I feel like this title is misleading, because I haven’t actually been baking. Forgive me for that. But I will be speaking into baking, so I thought the title was fitting nonetheless.
I haven’t baked for a long time. I haven’t baked at all this year, actually.
Last year, I baked on occasion. The house that I live has a commercial kitchen, and I think part of the reason why I haven’t baked as much is because the oven is freakin’ scary. Don’t mock me; it’s true. And the other part is that I don’t like baking in front of other people. I live in community, which means baking in the commercial kitchen will involve seeing at least one person every five minutes.

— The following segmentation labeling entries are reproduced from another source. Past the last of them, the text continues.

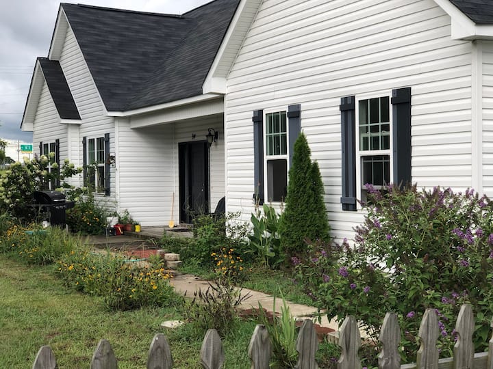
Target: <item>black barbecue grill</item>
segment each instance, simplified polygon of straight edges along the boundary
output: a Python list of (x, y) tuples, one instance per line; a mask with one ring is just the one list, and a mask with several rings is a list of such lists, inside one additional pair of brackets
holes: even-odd
[(36, 191), (33, 206), (46, 213), (51, 226), (65, 226), (66, 210), (73, 208), (74, 202), (65, 200), (65, 195), (58, 191)]

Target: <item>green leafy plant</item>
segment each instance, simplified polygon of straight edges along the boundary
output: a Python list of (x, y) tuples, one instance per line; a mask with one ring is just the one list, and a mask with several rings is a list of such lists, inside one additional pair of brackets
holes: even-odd
[(416, 358), (425, 310), (436, 310), (439, 348), (449, 356), (460, 305), (475, 309), (477, 351), (485, 348), (493, 311), (493, 204), (472, 190), (368, 189), (355, 247), (312, 243), (294, 258), (299, 280), (328, 318), (356, 316), (375, 342), (385, 312), (399, 315), (404, 362)]
[[(259, 302), (259, 322), (267, 329), (272, 345), (272, 368), (282, 369), (294, 368), (298, 358), (296, 350), (296, 320), (291, 316), (289, 306), (283, 298), (283, 305), (279, 316), (275, 314), (269, 319)], [(276, 311), (274, 299), (273, 311)]]
[(310, 152), (306, 137), (301, 133), (294, 143), (288, 195), (279, 228), (281, 246), (288, 256), (304, 253), (307, 240), (329, 239), (323, 183), (318, 165), (312, 163)]
[(58, 262), (58, 275), (68, 286), (101, 296), (113, 310), (168, 306), (179, 301), (160, 266), (142, 266), (116, 255), (76, 250)]
[(106, 227), (105, 210), (97, 205), (92, 193), (88, 193), (67, 210), (66, 223), (73, 232), (102, 234)]
[[(80, 173), (68, 160), (61, 167), (53, 162), (53, 153), (39, 159), (27, 158), (21, 164), (16, 162), (0, 176), (0, 211), (9, 212), (25, 222), (32, 221), (36, 212), (29, 206), (36, 191), (44, 191), (50, 183), (61, 181), (60, 189), (73, 191), (74, 187), (65, 182), (66, 178)], [(51, 167), (51, 169), (50, 169)]]
[(242, 290), (227, 279), (220, 278), (210, 282), (205, 291), (194, 292), (193, 299), (185, 309), (184, 317), (197, 333), (214, 328), (224, 336), (238, 323), (238, 308), (249, 297), (249, 294), (242, 295)]
[(252, 233), (249, 235), (250, 245), (255, 249), (249, 250), (254, 253), (264, 266), (279, 265), (284, 260), (284, 254), (281, 250), (281, 240), (278, 232), (279, 215), (272, 206), (264, 204), (252, 214), (251, 221), (253, 225)]

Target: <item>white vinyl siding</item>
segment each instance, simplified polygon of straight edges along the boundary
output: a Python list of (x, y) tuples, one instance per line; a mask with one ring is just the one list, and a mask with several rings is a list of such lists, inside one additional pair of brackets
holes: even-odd
[[(205, 141), (207, 128), (219, 133), (210, 148), (210, 197), (214, 211), (225, 195), (224, 133), (221, 115), (175, 123), (132, 129), (128, 120), (118, 118), (116, 152), (118, 202), (121, 210), (129, 209), (142, 225), (167, 225), (171, 218), (179, 220), (178, 144)], [(194, 138), (192, 135), (195, 135)]]
[[(110, 133), (110, 152), (114, 152), (114, 118), (106, 116), (106, 111), (103, 102), (70, 27), (67, 29), (60, 63), (81, 120), (78, 129), (79, 137), (77, 146), (79, 151), (78, 155), (74, 154), (71, 159), (76, 165), (82, 166), (82, 137), (104, 137), (105, 133)], [(74, 132), (74, 130), (71, 130), (71, 140), (75, 140), (76, 133)], [(73, 154), (75, 148), (73, 146), (71, 147)], [(112, 167), (110, 168), (110, 171), (111, 197), (113, 199), (112, 201), (114, 202), (116, 174)], [(80, 184), (81, 184), (81, 182)], [(98, 195), (98, 197), (103, 197), (104, 196)], [(108, 198), (102, 198), (101, 200), (107, 202), (110, 201)]]
[(413, 181), (469, 187), (470, 59), (433, 0), (266, 0), (227, 79), (228, 211), (253, 211), (252, 112), (301, 104), (332, 234), (352, 238), (363, 217), (340, 202), (340, 98), (408, 86)]
[(483, 44), (483, 190), (493, 197), (493, 42)]
[(167, 225), (170, 220), (175, 164), (173, 133), (168, 129), (131, 129), (127, 120), (118, 118), (118, 205), (142, 226)]
[(68, 156), (66, 132), (66, 125), (60, 123), (55, 103), (45, 82), (34, 118), (33, 152), (40, 154), (40, 142), (49, 144), (60, 139), (60, 157), (63, 162), (64, 159)]

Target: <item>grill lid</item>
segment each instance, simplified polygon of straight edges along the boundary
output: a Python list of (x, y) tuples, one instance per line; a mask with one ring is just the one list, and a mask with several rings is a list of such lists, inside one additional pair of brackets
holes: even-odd
[(65, 202), (65, 195), (58, 191), (35, 191), (33, 196), (35, 204), (50, 204)]

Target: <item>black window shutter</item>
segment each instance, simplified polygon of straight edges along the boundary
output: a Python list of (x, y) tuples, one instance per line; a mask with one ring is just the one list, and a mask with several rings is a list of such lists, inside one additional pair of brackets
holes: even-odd
[(87, 137), (82, 137), (82, 168), (84, 185), (87, 186)]
[(264, 204), (264, 111), (255, 110), (253, 122), (253, 200)]
[(411, 87), (392, 90), (392, 182), (411, 182)]
[[(57, 176), (58, 178), (55, 185), (58, 187), (60, 186), (60, 139), (58, 139), (55, 140), (55, 163), (58, 165), (58, 167), (56, 169), (58, 176)], [(51, 170), (53, 170), (53, 169)]]
[(300, 132), (301, 132), (301, 105), (296, 104), (295, 105), (290, 105), (288, 107), (288, 119), (289, 124), (289, 130), (288, 131), (289, 135), (289, 154), (290, 161), (289, 167), (291, 167), (292, 163), (293, 148), (294, 148), (294, 142), (296, 141)]
[(105, 195), (109, 196), (111, 193), (110, 171), (110, 133), (105, 133)]
[(341, 98), (341, 141), (342, 144), (342, 193), (344, 210), (356, 210), (356, 147), (355, 96)]

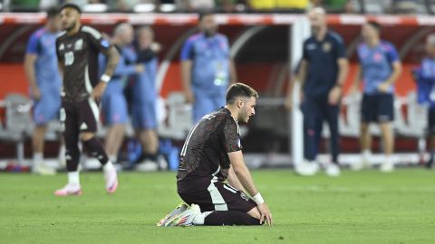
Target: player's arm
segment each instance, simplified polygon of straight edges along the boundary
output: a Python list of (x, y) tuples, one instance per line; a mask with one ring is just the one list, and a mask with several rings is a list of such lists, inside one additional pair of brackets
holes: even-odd
[(229, 167), (228, 178), (227, 179), (227, 181), (228, 182), (228, 184), (231, 185), (232, 187), (235, 187), (236, 189), (245, 192), (245, 188), (243, 187), (242, 183), (238, 180), (237, 175), (236, 175), (236, 173), (234, 173), (233, 167)]
[(272, 224), (272, 213), (269, 207), (265, 202), (265, 200), (261, 196), (258, 190), (256, 190), (252, 179), (251, 173), (245, 164), (243, 160), (243, 154), (241, 150), (228, 153), (229, 161), (234, 170), (236, 176), (237, 177), (240, 184), (246, 190), (246, 192), (252, 196), (252, 199), (256, 202), (258, 211), (261, 213), (260, 221), (266, 219), (269, 225)]
[(107, 59), (106, 69), (100, 79), (100, 83), (93, 88), (91, 93), (91, 97), (95, 100), (100, 100), (102, 97), (106, 84), (111, 80), (111, 76), (115, 72), (118, 61), (120, 61), (120, 53), (114, 46), (111, 46), (104, 55)]
[(41, 91), (39, 90), (38, 85), (36, 84), (36, 76), (34, 71), (34, 62), (38, 55), (34, 53), (26, 53), (24, 56), (24, 71), (25, 76), (27, 77), (27, 81), (31, 88), (32, 97), (35, 99), (41, 98)]
[(191, 88), (192, 65), (193, 65), (193, 46), (192, 42), (188, 40), (183, 45), (180, 53), (181, 60), (181, 81), (183, 84), (184, 96), (187, 103), (192, 103), (194, 100)]
[(237, 82), (237, 70), (236, 70), (236, 63), (233, 59), (229, 60), (229, 85)]

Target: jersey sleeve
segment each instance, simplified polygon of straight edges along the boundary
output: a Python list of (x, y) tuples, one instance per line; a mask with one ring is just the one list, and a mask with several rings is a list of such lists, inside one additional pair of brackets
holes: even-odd
[(242, 150), (238, 126), (232, 118), (227, 118), (224, 126), (224, 144), (227, 153)]
[(57, 56), (57, 61), (63, 63), (63, 56), (61, 55), (61, 52), (59, 52), (60, 42), (61, 42), (59, 41), (59, 38), (57, 38), (57, 39), (56, 39), (56, 56)]
[(181, 48), (180, 60), (181, 61), (189, 61), (195, 58), (195, 53), (193, 52), (193, 41), (188, 39)]
[(108, 40), (102, 37), (102, 33), (86, 25), (82, 27), (82, 31), (88, 33), (90, 42), (93, 47), (104, 55), (109, 54), (109, 51), (112, 46)]
[(401, 59), (399, 58), (399, 53), (397, 52), (396, 48), (391, 43), (388, 43), (388, 45), (386, 46), (386, 53), (385, 54), (387, 55), (388, 61), (391, 63), (401, 61)]
[(39, 52), (39, 38), (36, 34), (33, 34), (30, 39), (29, 42), (27, 42), (27, 48), (25, 52), (28, 54), (38, 54)]

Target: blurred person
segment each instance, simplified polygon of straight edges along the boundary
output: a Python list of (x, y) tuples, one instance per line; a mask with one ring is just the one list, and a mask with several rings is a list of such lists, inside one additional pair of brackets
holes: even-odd
[(372, 136), (369, 126), (371, 123), (376, 123), (381, 128), (385, 155), (381, 171), (391, 172), (394, 168), (392, 158), (394, 150), (392, 124), (394, 119), (394, 82), (401, 75), (401, 63), (396, 48), (392, 43), (381, 40), (381, 25), (378, 23), (371, 21), (363, 24), (361, 33), (363, 42), (357, 49), (360, 65), (351, 88), (351, 94), (355, 93), (362, 80), (360, 136), (362, 160), (353, 164), (353, 168), (360, 170), (370, 164)]
[(218, 33), (211, 13), (200, 14), (199, 33), (181, 49), (181, 80), (186, 101), (193, 105), (193, 121), (225, 105), (225, 92), (237, 78), (227, 38)]
[(426, 105), (429, 109), (428, 129), (430, 136), (430, 158), (425, 166), (430, 169), (435, 160), (435, 34), (426, 39), (427, 56), (421, 61), (420, 67), (413, 70), (417, 82), (418, 102)]
[[(54, 174), (55, 170), (47, 167), (44, 162), (44, 144), (47, 124), (58, 118), (61, 108), (62, 81), (54, 47), (61, 29), (61, 20), (56, 8), (50, 8), (46, 13), (45, 25), (36, 30), (27, 43), (24, 70), (30, 85), (30, 96), (34, 100), (33, 120), (35, 124), (32, 136), (32, 172)], [(60, 160), (63, 161), (61, 155), (64, 155), (64, 145), (62, 143), (59, 155)]]
[[(107, 82), (111, 80), (120, 54), (99, 31), (81, 23), (81, 14), (80, 7), (73, 4), (65, 4), (61, 7), (64, 32), (56, 40), (59, 68), (63, 75), (61, 121), (68, 171), (68, 183), (54, 192), (58, 196), (82, 194), (78, 171), (79, 139), (102, 164), (106, 192), (113, 193), (118, 187), (116, 169), (95, 137), (95, 132), (100, 116), (97, 102), (100, 102)], [(101, 77), (98, 68), (100, 52), (107, 57), (106, 69)]]
[[(125, 84), (129, 76), (144, 70), (143, 65), (135, 64), (136, 52), (131, 46), (133, 37), (134, 31), (131, 24), (122, 23), (115, 27), (111, 43), (120, 52), (121, 58), (102, 99), (104, 125), (109, 127), (104, 148), (112, 163), (117, 162), (118, 152), (124, 140), (125, 127), (128, 122), (127, 101), (124, 96)], [(100, 54), (100, 67), (105, 67), (106, 57)], [(102, 71), (102, 69), (101, 70)]]
[(236, 83), (227, 92), (225, 107), (203, 117), (190, 130), (177, 174), (177, 192), (190, 207), (179, 205), (158, 226), (272, 224), (240, 143), (238, 122), (247, 123), (256, 114), (257, 98), (255, 89)]
[(302, 175), (314, 174), (318, 171), (319, 165), (315, 160), (324, 121), (326, 121), (331, 132), (332, 162), (324, 165), (325, 173), (330, 176), (338, 176), (339, 105), (348, 72), (348, 61), (342, 37), (326, 25), (324, 10), (314, 8), (308, 13), (308, 17), (313, 34), (304, 42), (303, 58), (297, 75), (288, 87), (285, 101), (286, 108), (292, 108), (294, 82), (301, 82), (304, 162), (297, 165), (295, 171)]
[(144, 70), (138, 73), (132, 92), (132, 125), (142, 145), (142, 155), (136, 169), (156, 171), (160, 166), (166, 168), (163, 158), (159, 156), (159, 136), (157, 135), (156, 102), (159, 94), (156, 89), (158, 71), (157, 52), (160, 47), (154, 42), (154, 31), (144, 26), (137, 32), (137, 62)]

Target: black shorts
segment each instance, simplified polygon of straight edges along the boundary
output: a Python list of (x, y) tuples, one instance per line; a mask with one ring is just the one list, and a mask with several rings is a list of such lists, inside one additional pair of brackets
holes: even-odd
[(364, 123), (391, 122), (394, 119), (392, 94), (364, 94), (361, 106), (361, 120)]
[(179, 195), (189, 205), (198, 204), (201, 211), (239, 211), (248, 212), (256, 207), (256, 203), (245, 192), (222, 182), (210, 183), (207, 189), (196, 192), (179, 192)]
[(435, 108), (429, 109), (428, 120), (428, 133), (435, 135)]
[(93, 99), (62, 101), (61, 122), (64, 133), (97, 131), (100, 109)]

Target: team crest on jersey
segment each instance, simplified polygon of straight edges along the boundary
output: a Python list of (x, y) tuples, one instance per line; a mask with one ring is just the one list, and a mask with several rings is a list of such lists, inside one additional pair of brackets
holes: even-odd
[(246, 194), (245, 194), (245, 192), (240, 192), (240, 197), (245, 199), (246, 201), (249, 200), (249, 198), (246, 196)]
[(74, 43), (74, 50), (82, 50), (83, 48), (83, 39), (79, 39)]
[(324, 50), (324, 52), (329, 52), (331, 51), (332, 45), (330, 42), (324, 42), (322, 45), (322, 49)]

I mean, it’s not just baking, so don’t take it personally; I don’t particularly like doing anything creative in front of anyone. It feels too awkward. I much prefer having a room or house to myself to do my thing. That’s why I play my guitar down in the empty chapel, conference hall, or small library that we have in the house. If I can see someone, I will stop playing. Again, don’t take it personally, it’s just a thing that’s a thing.
But back to baking.
If I’m being honest, baking isn’t something I did heaps when I lived with my parents. It’s something I enjoyed the thought of; I liked scanning cook books and bookmarking recipes I found on blogs, but not much happened in way of execution. (It’s the thought that counts though, right?)
I baked last year, despite the freakin’ scary oven.
But I think why I stopped baking this year is because I bought a guitar last Christmas.
Do these two facts seem unrelated to you? *French laugh* well let me explain!
Last year I liked baking on my own because it was methodical, I didn’t have to think very hard, and it gave me something to focus on for an hour. Guitar, whilst being less methodical, gives me something to focus on.
Last year, I enjoyed baking because it was an odd sort of escape. This year, know that I like guitar for much more than an escape, though it does offer it if you need. Not in an unhealthy way, just in that way that music does. It gives you something to set your mind on and you can either think really hard or not at all.
Next year, I plan on baking often, and that is when I can discover it for being a fun creative thing rather than an escape from emotions. For now, however, it will remain to be something I do when I don’t feel like thinking all that much.